Numa análise rápida, o projeto apresenta uma nova forma de gestão na constituição dessa nova sociedade, que deixa de ser uma autarquia do Estado para ser uma sociedade de economia mista, onde participará o Estado com 51%, pela proposta, e 49% com capital da iniciativa privada.

Mas me surpreende muito a avaliação que foi feita daquele patrimônio do Estado, muito parecida com o que se fez em termos do Banco do Estado de Santa Catarina.

Eu gostaria de ter em mãos quais os critérios que foram adotados para avaliar o patrimônio da administração do Porto de São Francisco do Sul, porque a nova empresa proposta para substituir a administração do Porto de São Francisco do Sul vai se constituir com algo em torno de R$1.200.000,00.

Isso é um capital que qualquer pequena empresa tem, e se, desse patrimônio da administração do porto, for colocado à disposição 49% do seu capital acionário, significa dizer que a iniciativa privada vai ganhar.

Essa é uma forma, podemos dizer assim, muito simplória de gerenciar a questão pública, e talvez até pudéssemos questionar a responsabilidade de quem assim procede.

Mas nós não queremos entrar no mérito de quem avaliou, como avaliou e por que avaliou tão baixo aquele patrimônio que é de toda a sociedade catarinense. E se formos considerar a forma da gestão que se propõe, também existe muitos questionamentos.

As lideranças já se manifestaram, a começar pela Câmara de Vereadores, os sindicatos que atuam no porto, e nenhuma dessas representações se dizem contrárias a investir no Porto de São Francisco do Sul. Nenhuma manifestação é contra o investimento nem tampouco à modernização no que diz respeito à administração. O que não se está concordando é com esta entrega, como se diz na linguagem popular, de mão beijada, para quem for lá e adquirir os 49% das ações do Estado.

O que se questiona também é como vai ficar a situação dos funcionários das empresas que prestam serviço, dos trabalhadores que prestam serviço na administração do Porto de São Francisco do Sul.

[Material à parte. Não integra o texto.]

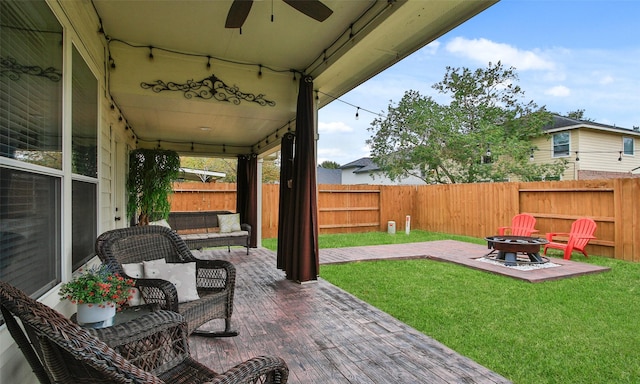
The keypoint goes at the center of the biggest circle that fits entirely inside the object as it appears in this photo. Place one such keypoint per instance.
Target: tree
(578, 114)
(483, 134)
(213, 164)
(270, 167)
(328, 164)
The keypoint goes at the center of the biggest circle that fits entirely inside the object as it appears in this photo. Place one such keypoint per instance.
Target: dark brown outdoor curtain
(302, 264)
(285, 213)
(247, 194)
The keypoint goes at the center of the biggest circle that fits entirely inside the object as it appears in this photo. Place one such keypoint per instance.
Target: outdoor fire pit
(509, 247)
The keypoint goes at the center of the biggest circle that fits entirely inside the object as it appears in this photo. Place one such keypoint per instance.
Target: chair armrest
(274, 368)
(158, 291)
(155, 341)
(215, 274)
(551, 235)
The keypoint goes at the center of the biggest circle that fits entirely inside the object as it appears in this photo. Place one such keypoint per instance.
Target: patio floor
(325, 334)
(459, 253)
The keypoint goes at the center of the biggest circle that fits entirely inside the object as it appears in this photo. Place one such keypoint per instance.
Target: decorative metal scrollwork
(209, 88)
(12, 69)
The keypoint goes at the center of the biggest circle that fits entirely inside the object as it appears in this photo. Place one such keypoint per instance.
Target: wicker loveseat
(201, 229)
(60, 351)
(214, 279)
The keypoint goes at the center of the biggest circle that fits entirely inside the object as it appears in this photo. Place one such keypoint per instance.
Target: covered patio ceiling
(162, 55)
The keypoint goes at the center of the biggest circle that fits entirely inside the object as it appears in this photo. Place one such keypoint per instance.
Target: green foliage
(214, 164)
(483, 134)
(578, 114)
(270, 167)
(151, 173)
(96, 286)
(328, 164)
(577, 330)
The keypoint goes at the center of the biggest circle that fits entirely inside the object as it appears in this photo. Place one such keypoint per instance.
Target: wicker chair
(215, 278)
(60, 351)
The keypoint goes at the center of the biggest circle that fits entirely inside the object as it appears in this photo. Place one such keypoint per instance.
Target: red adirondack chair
(521, 225)
(582, 231)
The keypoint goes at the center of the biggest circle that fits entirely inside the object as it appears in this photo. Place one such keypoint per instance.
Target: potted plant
(151, 173)
(98, 292)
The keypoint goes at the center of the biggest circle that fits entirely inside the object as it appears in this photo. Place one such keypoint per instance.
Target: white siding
(81, 26)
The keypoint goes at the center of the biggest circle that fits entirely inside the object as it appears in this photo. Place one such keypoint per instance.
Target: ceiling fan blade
(312, 8)
(238, 13)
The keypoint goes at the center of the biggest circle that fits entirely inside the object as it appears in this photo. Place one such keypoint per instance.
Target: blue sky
(568, 55)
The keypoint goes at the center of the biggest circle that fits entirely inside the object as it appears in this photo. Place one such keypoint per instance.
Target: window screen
(561, 144)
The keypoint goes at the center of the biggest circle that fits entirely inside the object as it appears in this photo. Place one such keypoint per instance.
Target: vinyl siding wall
(80, 25)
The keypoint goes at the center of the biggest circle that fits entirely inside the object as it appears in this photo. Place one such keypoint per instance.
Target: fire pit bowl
(509, 247)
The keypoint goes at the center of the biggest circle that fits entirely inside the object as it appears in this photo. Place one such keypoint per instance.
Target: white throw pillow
(229, 223)
(135, 270)
(162, 223)
(181, 275)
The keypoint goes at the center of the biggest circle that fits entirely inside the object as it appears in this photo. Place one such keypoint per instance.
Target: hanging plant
(151, 173)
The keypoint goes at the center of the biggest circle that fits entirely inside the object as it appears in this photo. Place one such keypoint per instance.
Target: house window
(561, 144)
(627, 146)
(31, 170)
(84, 160)
(29, 230)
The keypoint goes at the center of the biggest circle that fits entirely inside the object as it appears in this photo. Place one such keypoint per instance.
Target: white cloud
(484, 51)
(606, 79)
(333, 127)
(558, 91)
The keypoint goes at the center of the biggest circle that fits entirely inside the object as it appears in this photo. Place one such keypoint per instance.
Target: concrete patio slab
(457, 252)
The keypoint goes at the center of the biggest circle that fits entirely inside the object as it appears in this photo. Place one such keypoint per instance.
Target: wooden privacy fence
(463, 209)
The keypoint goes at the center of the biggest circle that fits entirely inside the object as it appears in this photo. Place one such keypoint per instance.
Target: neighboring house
(200, 175)
(593, 150)
(329, 176)
(365, 171)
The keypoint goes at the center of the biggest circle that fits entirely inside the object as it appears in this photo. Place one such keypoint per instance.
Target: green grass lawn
(577, 330)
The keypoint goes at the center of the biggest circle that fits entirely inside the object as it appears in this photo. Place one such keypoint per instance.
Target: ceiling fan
(240, 10)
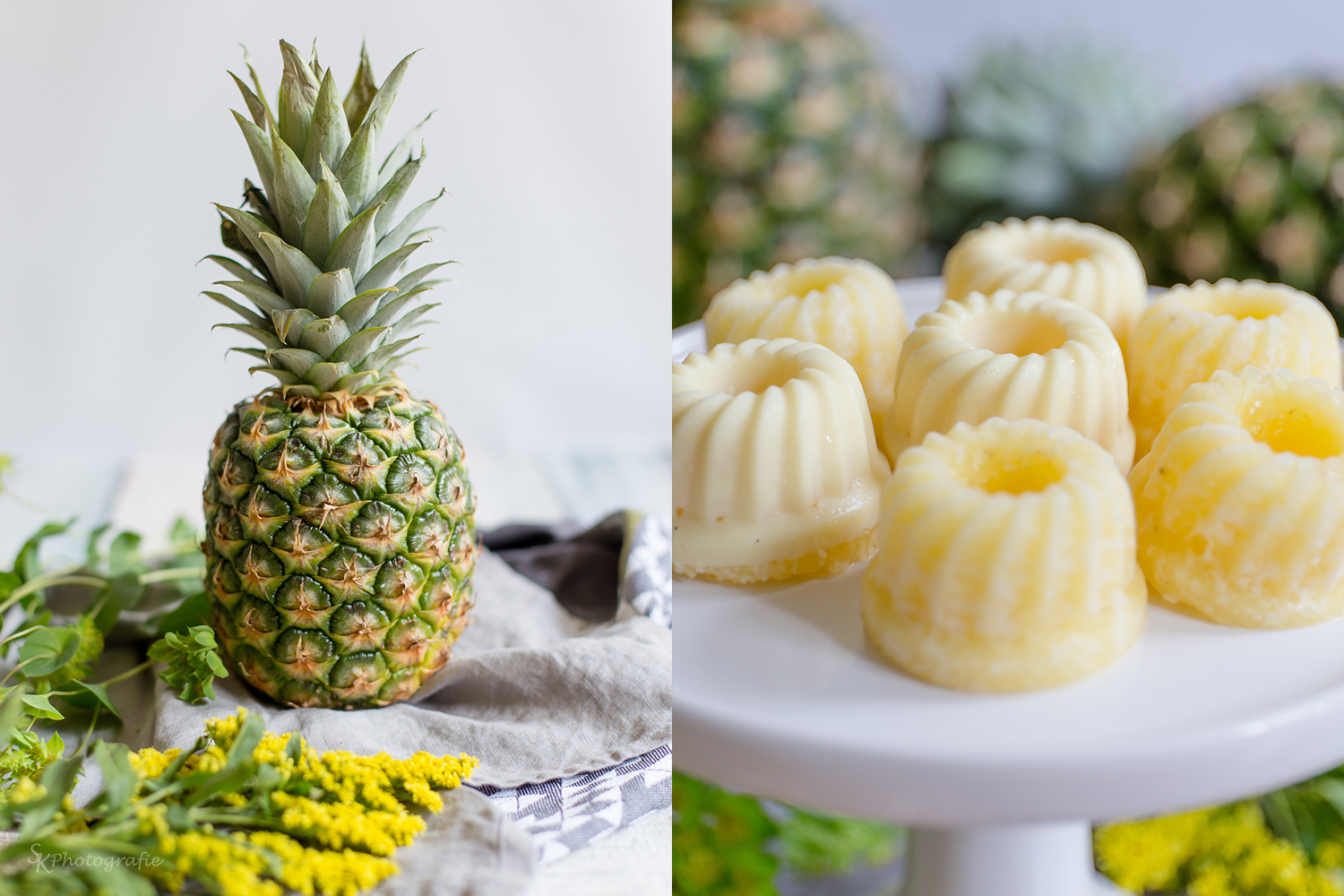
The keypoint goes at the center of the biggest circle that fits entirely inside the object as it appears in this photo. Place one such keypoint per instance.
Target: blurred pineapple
(1253, 191)
(787, 144)
(1039, 131)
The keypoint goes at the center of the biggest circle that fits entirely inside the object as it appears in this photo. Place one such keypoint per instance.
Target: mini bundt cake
(1005, 559)
(1083, 263)
(1015, 357)
(774, 468)
(1193, 331)
(1241, 501)
(849, 306)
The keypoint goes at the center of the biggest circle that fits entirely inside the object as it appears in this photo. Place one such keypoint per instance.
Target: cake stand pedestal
(779, 694)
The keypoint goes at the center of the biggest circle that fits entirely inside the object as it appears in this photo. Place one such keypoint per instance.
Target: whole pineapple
(785, 145)
(1253, 191)
(1047, 131)
(340, 541)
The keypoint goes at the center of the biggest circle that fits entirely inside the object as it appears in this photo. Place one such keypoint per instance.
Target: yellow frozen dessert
(774, 468)
(1193, 331)
(1241, 501)
(1015, 357)
(849, 306)
(1081, 263)
(1005, 559)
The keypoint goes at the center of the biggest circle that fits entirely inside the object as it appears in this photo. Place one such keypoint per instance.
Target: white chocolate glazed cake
(849, 306)
(1083, 263)
(1016, 357)
(774, 466)
(1005, 559)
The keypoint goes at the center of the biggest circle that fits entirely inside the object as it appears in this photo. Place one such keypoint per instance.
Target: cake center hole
(1053, 250)
(1297, 427)
(1016, 473)
(1008, 332)
(1246, 306)
(754, 374)
(816, 279)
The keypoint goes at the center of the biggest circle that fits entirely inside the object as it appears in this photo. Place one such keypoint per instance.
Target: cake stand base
(1010, 860)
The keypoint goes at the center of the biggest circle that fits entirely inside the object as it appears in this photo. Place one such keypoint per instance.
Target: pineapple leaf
(331, 290)
(386, 96)
(250, 228)
(266, 300)
(418, 274)
(354, 249)
(406, 323)
(324, 335)
(325, 375)
(327, 217)
(330, 134)
(392, 193)
(255, 107)
(241, 271)
(402, 152)
(358, 346)
(362, 91)
(297, 97)
(258, 144)
(357, 168)
(398, 236)
(292, 269)
(289, 324)
(293, 193)
(379, 358)
(386, 268)
(247, 314)
(358, 311)
(296, 359)
(260, 335)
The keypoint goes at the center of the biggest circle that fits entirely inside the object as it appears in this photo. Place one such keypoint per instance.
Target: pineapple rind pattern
(340, 567)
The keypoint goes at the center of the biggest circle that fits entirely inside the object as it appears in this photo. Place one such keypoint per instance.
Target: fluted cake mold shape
(1188, 332)
(1005, 559)
(1083, 263)
(1016, 357)
(1241, 501)
(776, 469)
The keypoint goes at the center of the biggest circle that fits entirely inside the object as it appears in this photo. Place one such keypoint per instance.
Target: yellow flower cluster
(327, 872)
(151, 763)
(349, 823)
(1212, 852)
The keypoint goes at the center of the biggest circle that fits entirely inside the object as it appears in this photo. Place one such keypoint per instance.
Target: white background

Por esta razão, a toda hora e a todo instante estamos recebendo manifestações no sentido de que o Governo possa contemplar todas essas propostas de alteração no projeto, de que o Governo retire desta Casa o projeto que já está eivado de emendas - mas ainda não chegou a um consenso - e que possa, então, discutir um pouco mais com todos os segmentos interessados, para aí então trazer a esta Casa um novo projeto que contemple os interesses do Governo, os interesses do Estado de Santa Catarina e que não prejudique o Município de São Francisco do Sul.

Recebi ainda hoje pela manhã uma sugestão da participação acionária no sentido de que poderia permanecer 51% com o Governo do Estado, mas que dos 49% restantes pudessem representar uma parcela para os funcionários do porto, para os sindicatos que ali trabalham e outra parcela com a iniciativa privada que deseja administrar o porto.

São sugestões que estão aparecendo, mas que precisam também ser discutidas, precisam também ser analisadas à luz da legislação vigente e da nossa Constituição.

É um projeto que nos preocupa, porque nós já sofremos nesta Casa com a tratoração, se assim se pode dizer, e eu temo que este projeto de uma hora para outra possa vir a Plenário sem a menor chance de se contemplar, com as emendas que ele já contém, o anseio desta grande parcela da sociedade que deseja, sim, maior investimento para o porto, que deseja, sim, melhorar o seu sistema de gestão, mas não quer perder de forma alguma tudo aquilo que já foi conquistado.

Teme-se porque temos o exemplo na questão da peça orçamentária. No ano passado, discutimos muito bem o projeto, as emendas - e foram aceitas nas Comissões -, nas audiências, mas quando chegar o dia da votação o Governo, tendo maioria nesta Casa, poderá, a exemplo do que aconteceu com o Orçamento, rejeitar todas as emendas e aprovar o projeto na íntegra. Pode-se até dizer que esta Casa é democrática, que quem tem a minoria tem que espernear, mas eu quero dizer que a sociedade é quem vai espernear; nós continuaremos com a bandeira levantada...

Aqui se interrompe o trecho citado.